For instance, did you know that scores of Palestinian babies are born at Israeli checkpoints as those charmless individuals dressed in the Zionist Army uniform hold ambulances back in spite of sirens and flashing lights.
I know. I actually witnessed such an incident at a checkpoint near Nablus. I even tried to reason with a schmuck with the gun - an Argentinian (what the hell was he doing in an IDF uniform?) - who stood there totally oblivious to the fact a woman was about to give birth. What a heartless, nasty little piece of work he was.

I'm sure had his mother known what he was doing she would have given him a good slap ... he looked barely old enough to be out of nappies himself.

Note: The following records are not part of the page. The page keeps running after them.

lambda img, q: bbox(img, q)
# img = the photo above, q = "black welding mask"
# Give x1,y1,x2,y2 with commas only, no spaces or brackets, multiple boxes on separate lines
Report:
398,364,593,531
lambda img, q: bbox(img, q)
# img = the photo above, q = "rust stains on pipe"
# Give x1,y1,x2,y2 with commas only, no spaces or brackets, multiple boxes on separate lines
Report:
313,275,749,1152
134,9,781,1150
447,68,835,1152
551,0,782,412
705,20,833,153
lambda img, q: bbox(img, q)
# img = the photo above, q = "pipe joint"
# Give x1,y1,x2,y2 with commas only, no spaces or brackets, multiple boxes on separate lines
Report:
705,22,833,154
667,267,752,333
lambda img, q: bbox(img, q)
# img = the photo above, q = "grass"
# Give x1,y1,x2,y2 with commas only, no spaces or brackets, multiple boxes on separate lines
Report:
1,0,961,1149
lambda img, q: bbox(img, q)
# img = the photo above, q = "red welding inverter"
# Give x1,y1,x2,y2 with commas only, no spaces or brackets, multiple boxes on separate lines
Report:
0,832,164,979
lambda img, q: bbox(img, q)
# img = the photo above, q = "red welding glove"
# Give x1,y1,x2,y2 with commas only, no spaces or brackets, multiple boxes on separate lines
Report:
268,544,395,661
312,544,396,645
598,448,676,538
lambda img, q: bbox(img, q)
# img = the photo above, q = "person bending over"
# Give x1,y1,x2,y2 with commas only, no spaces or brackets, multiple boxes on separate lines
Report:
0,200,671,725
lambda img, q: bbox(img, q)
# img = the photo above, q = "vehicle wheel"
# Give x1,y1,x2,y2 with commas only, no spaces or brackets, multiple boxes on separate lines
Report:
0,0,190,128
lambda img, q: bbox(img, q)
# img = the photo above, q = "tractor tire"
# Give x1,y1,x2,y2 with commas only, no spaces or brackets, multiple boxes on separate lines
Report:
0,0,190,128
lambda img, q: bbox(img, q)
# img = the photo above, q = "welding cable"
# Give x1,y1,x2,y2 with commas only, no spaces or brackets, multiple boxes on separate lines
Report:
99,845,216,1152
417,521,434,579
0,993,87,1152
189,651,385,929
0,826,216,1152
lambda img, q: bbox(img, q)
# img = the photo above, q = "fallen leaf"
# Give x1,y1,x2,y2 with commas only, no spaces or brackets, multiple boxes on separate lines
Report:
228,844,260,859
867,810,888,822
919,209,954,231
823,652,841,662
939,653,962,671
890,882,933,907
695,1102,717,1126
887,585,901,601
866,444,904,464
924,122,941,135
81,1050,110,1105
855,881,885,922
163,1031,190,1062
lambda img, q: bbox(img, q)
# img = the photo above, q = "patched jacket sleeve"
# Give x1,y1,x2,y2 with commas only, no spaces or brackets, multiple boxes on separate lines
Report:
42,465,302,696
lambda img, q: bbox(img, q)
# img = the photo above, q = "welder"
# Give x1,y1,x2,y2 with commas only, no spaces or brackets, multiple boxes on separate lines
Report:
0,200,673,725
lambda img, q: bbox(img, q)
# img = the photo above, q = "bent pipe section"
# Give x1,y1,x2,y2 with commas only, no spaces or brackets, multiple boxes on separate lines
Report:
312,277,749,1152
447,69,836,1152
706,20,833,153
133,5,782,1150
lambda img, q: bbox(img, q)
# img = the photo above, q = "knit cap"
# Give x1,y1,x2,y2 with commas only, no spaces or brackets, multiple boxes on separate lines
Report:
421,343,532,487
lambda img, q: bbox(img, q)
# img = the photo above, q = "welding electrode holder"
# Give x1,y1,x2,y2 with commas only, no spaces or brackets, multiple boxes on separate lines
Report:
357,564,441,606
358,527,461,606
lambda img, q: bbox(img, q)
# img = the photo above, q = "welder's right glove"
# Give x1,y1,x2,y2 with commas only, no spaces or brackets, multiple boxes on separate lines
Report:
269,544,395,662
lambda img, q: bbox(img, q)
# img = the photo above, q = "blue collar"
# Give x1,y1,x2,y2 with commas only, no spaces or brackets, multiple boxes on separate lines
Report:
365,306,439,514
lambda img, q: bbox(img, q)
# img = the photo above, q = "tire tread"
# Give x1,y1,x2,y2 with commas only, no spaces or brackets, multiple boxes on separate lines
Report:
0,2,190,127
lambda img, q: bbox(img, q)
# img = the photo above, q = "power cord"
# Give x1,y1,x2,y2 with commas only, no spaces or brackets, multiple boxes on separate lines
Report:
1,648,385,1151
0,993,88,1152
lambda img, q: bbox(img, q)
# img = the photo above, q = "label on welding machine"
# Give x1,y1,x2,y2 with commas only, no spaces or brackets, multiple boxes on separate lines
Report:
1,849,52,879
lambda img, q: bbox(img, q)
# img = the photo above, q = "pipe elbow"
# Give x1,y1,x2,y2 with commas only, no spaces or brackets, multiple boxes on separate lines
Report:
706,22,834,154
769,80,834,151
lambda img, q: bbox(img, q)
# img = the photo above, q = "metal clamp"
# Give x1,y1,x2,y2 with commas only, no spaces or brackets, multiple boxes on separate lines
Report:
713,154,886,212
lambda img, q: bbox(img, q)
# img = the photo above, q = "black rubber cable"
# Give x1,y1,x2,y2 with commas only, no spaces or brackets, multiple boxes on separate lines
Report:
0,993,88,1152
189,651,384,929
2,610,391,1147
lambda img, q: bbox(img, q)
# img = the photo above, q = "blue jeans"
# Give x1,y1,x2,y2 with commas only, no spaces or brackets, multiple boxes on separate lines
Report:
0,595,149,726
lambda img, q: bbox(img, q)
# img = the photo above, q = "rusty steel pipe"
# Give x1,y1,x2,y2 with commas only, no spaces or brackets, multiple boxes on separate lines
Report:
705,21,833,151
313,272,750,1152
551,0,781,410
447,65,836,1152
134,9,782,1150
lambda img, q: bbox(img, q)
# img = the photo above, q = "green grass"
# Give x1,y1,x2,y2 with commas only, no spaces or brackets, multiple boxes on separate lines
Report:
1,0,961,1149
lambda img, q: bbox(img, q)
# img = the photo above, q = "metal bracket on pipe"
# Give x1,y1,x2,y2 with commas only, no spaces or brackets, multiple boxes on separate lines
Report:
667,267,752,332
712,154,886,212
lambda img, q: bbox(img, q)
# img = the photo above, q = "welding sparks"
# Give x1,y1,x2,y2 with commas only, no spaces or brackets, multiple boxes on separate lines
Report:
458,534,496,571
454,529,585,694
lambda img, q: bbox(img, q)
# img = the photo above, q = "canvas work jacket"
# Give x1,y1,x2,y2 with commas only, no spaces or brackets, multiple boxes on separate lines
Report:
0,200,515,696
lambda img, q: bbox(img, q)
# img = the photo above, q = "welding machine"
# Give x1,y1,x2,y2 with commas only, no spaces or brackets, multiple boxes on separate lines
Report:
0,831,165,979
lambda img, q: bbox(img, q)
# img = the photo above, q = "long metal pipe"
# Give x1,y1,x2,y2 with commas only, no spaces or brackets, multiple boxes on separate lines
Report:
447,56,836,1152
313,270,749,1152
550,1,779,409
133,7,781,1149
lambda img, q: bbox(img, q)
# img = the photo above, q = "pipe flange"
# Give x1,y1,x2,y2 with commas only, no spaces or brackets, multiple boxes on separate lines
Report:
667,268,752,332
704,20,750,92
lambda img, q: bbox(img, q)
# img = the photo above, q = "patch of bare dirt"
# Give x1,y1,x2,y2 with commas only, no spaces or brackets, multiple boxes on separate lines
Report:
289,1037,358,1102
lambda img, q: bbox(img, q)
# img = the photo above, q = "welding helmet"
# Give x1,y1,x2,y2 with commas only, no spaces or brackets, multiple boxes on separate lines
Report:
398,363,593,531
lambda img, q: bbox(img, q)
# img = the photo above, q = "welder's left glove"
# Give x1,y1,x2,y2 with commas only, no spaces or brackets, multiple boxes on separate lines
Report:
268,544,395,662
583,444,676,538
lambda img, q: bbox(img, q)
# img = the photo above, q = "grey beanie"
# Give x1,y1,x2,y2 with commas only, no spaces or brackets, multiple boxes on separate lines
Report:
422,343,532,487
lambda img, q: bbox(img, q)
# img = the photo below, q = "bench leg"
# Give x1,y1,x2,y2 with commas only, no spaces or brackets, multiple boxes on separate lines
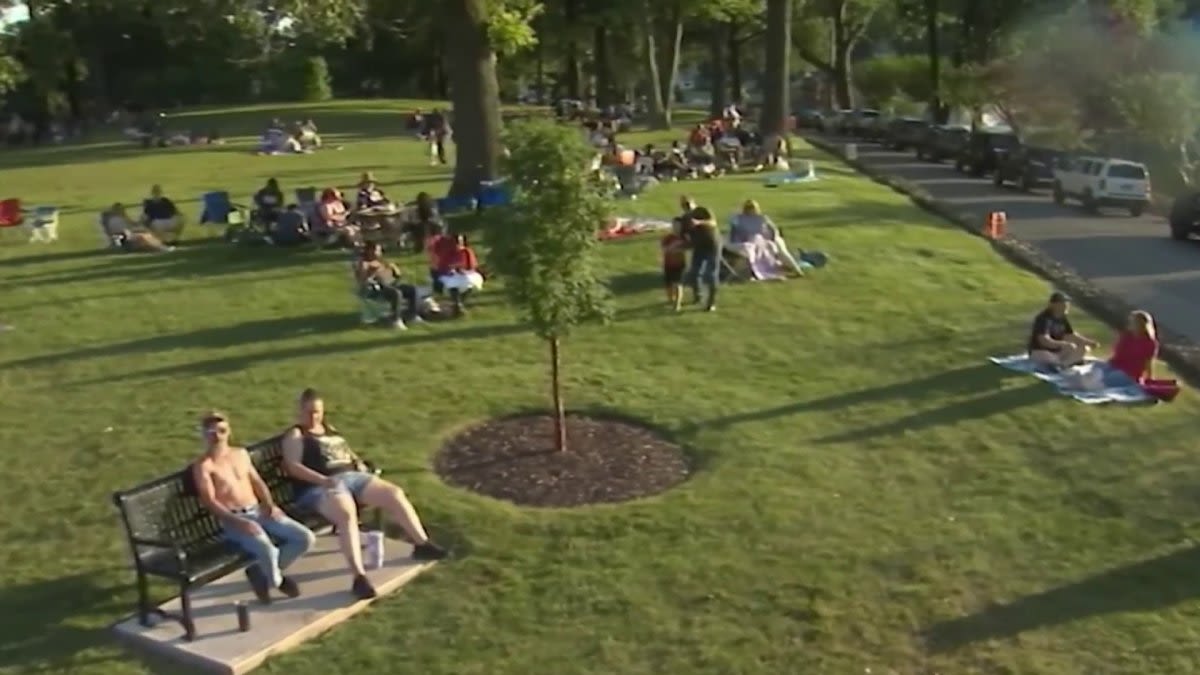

That checkpoint in the West Bank I remember very well because our delegation was kept waiting for more than two hours even though we had two British Lords and several MPs on board as well as a consular official from the British Embassy standing by.

As we eventually were allowed to continue our journey I noted the ambulance, lights still flashing, remained in a lay by and I often wondered what happened to mother and baby. Did they survive?
And then there's the Palestinian children - their school run is nothing like the one for our children in the free world. These kids are often held up at checkpoints all day and when they do move they run like hell because they have been used for target practice by the thugs who represent the fourth largest army in the world - an army which openly uses live rounds when firing upon women and children. Shopping, going to work, socialising, visiting relatives - they are all simple acts taken for granted by those of us whose lands aren't occupied, but for Palestinians each day is a challenge.So I am going to quit moaning and try and adopt the same patience that our brothers and sisters in Palestine have learned to live with every day of their lives. Our peace boats were intended to sail on the 5th but they are still on their way. Please keep monitoring this website which is carrying my daily blog - and there's also a Face Book group on the Free Gaza Campaign as well as a website.

Meanwhile I'm told the Zionist State is also cranking up its campaign to stop our boats sailing in to Gaza. They do not want it to happen at all which is why, if you have a boat in the region, jump in it now and head for Larnaca.

We can meet up in the next day or so and ALL sail in to Gaza ... the more the merrier. Let's create a flotilla of peace because if there's anything Israel can't handle it is PEACE.
God grant me the patience of a Palestinian.